- Banned in Emporium, PA, due to sexually explicit passages that parents feared would awaken their children’s “natural impulses.” 1977 (link opens PDF file)
- Challenged in Oberlin, OH, due to sexually explicit passages. 1984 (link opens PDF file)
- Banned in Glen Rose, AR, due to language and sexually explicit passages. Objectors compared Flowers for Algernon to “books in plastic covers you see at newsstands.” 1981 (link opens PDF file)
- Challenged in Glenrock, WY for sexually explicit passages and language. Objector compared the novel to Playboy and Hustler among other, um, photo-centric publications. 1984 (link opens PDF file)
- Challenged in Plant City, FL, (and Arizona, Virginia, and Georgia) for sexually explicit passages, adult themes, and profanity. 1976, 1981, 1996, 1997 (link opens PDF file)
- Banned from Aledo (Texas) Middle School, subsequently re-shelved at the school library, but not reinstated into the curriculum. (1999)
- Frequently challenged due to objections to “sexually explicit” content.
- Ranks no. 47 on ALA’s 100 Most Frequently Challenged Books of 1990-2000.
Looking at that list above, how many of you out there are thinking: “Flowers for Algernon? Seriously?”
Surprise, I’m serious!
Flowers for Algernon was originally published in The Magazine of Fantasy and Science Fiction and concerns itself with the thoughts of Charlie Gordon. Charlie is mentally-disabled man who works as a janitor and lives a pretty simple life. But it isn’t a “content” life. Charlie wants to be smarter, and in this way he is knowledgeable of his differences from other people. What he doesn’t realize, and what so many readers don’t initially recognize, is that his mental-disability colors the way in which he perceives the world around him.

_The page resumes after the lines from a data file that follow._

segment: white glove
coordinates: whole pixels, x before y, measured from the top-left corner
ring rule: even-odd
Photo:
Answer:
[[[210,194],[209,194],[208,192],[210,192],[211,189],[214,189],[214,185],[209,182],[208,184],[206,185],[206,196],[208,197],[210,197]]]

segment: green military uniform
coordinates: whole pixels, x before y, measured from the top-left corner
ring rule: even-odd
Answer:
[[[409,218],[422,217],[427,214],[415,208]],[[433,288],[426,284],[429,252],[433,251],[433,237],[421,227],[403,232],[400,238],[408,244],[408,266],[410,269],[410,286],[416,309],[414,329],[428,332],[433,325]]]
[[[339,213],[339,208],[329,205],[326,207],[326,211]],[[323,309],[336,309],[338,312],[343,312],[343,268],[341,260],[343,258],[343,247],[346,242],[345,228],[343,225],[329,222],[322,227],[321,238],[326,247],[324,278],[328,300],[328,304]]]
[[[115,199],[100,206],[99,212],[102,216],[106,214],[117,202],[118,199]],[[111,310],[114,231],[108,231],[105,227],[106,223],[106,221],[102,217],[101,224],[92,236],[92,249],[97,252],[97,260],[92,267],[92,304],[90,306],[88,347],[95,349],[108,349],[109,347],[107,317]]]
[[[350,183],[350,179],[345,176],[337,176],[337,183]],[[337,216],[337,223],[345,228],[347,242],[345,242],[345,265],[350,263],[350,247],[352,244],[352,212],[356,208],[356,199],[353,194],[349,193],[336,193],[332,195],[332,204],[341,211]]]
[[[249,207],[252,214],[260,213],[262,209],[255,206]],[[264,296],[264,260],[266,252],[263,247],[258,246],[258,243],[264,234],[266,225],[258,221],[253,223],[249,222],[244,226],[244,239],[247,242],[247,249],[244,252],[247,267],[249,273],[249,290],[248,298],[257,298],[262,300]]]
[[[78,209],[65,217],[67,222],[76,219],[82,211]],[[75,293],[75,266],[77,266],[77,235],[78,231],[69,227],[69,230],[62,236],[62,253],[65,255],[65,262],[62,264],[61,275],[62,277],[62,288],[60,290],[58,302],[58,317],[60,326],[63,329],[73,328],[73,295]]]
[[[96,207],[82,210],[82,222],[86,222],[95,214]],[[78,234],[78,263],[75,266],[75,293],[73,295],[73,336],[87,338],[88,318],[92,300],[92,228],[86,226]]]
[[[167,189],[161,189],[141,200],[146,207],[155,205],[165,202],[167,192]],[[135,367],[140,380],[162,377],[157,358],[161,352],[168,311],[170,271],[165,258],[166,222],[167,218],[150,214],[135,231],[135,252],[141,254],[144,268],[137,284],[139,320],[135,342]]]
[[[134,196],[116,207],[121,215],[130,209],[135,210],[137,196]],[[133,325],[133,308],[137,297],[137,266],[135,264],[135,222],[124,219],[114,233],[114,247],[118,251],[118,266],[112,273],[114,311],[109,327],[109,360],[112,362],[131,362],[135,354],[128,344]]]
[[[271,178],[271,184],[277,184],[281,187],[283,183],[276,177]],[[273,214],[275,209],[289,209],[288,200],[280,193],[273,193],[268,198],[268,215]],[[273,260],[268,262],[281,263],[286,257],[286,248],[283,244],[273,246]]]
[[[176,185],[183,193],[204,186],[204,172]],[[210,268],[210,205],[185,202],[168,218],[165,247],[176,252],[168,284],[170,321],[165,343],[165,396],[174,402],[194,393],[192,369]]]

That is to say, to rip-off twist the popular Spider-Man tag: With greater intelligence comes greater awareness. Charlie, and the reader, will come to find out exactly what that means.
So where’s the Sci-Fi? Charlie is offered the chance to undergo a series of treatments that have been designed to increase intelligence. The treatments have been successfully completed on a mouse named Algernon and Charlie represents the human guinea pig of the test trials. As the book is told through Charlie’s journal entries, we see his IQ grow as his entries become better composed and express more complex thoughts. Unfortunately, things aren’t as easy as suddenly being smarter and well-liked. Charlie starts to re-examine everything he thought he knew before. He is aware now of abuses, veiled insults, and so on, and many of his relationships are strained or broken as a direct result of his growing intelligence.
It’s sad stuff, to be sure, and Flowers for Algernon has been pulling at people’s heartstrings for quite some time now (40+ years). But not all heartstrings are willing to be pulled. Some want to pull Flowers for Algernon in return…right off the shelf and into the nearest trash can, that is.
Unlike some other challenged and banned books, you’ll have to actually go looking for the passages in Flowers that continually set the censors off. They just aren’t very big and, in context with the novel, they aren’t very lurid or overly erotic. More than any other theme, Flowers for Algernon is frequently hit for being too sexually explicit, meaning censors are zeroing in on Charlie’s growing awareness of his attraction to Alice, his fling-relationship with Fay, or an incredibly brief passage about an incident early in Charlie’s life when he is sent away.
The longest of these involves Alice, Charlie’s big-love. There are a couple of paragraphs that deal with their first time together, Charlie also comes to write that sex without love is an incomplete endeavor. It’s a scary thought, right? And what about those couple of paragraphs? Are they dirty, filthy, steam-up-the-windows, make-a-sailor-blush prose? Yeah, not so much. By that point in the novel Charlie is considerably more introspective in nature and, while you’re not going to go into the scene unaware of what is happening, it’s hardly the stuff that’s going to, oh say, “awaken natural impulses” in Charlie’s readers. Regardless, these elements beyond any other cause Flowers for Algernon to face challenge after challenge more than any other piece of text or thought in the novel.
It’s too bad. Daniel Keyes’ book addresses several other points that make the book worthwhile reading; lessons like forgiveness, the universal nature of struggles for love and friendship, and the ideas of self-acceptance and tolerance. Hmmm…dangerous stuff there.
If you haven’t already, or if it’s been a while, you really should pick up this “offensive” book and give it a read. Like Charlie, you might just see the world afterward with new eyes.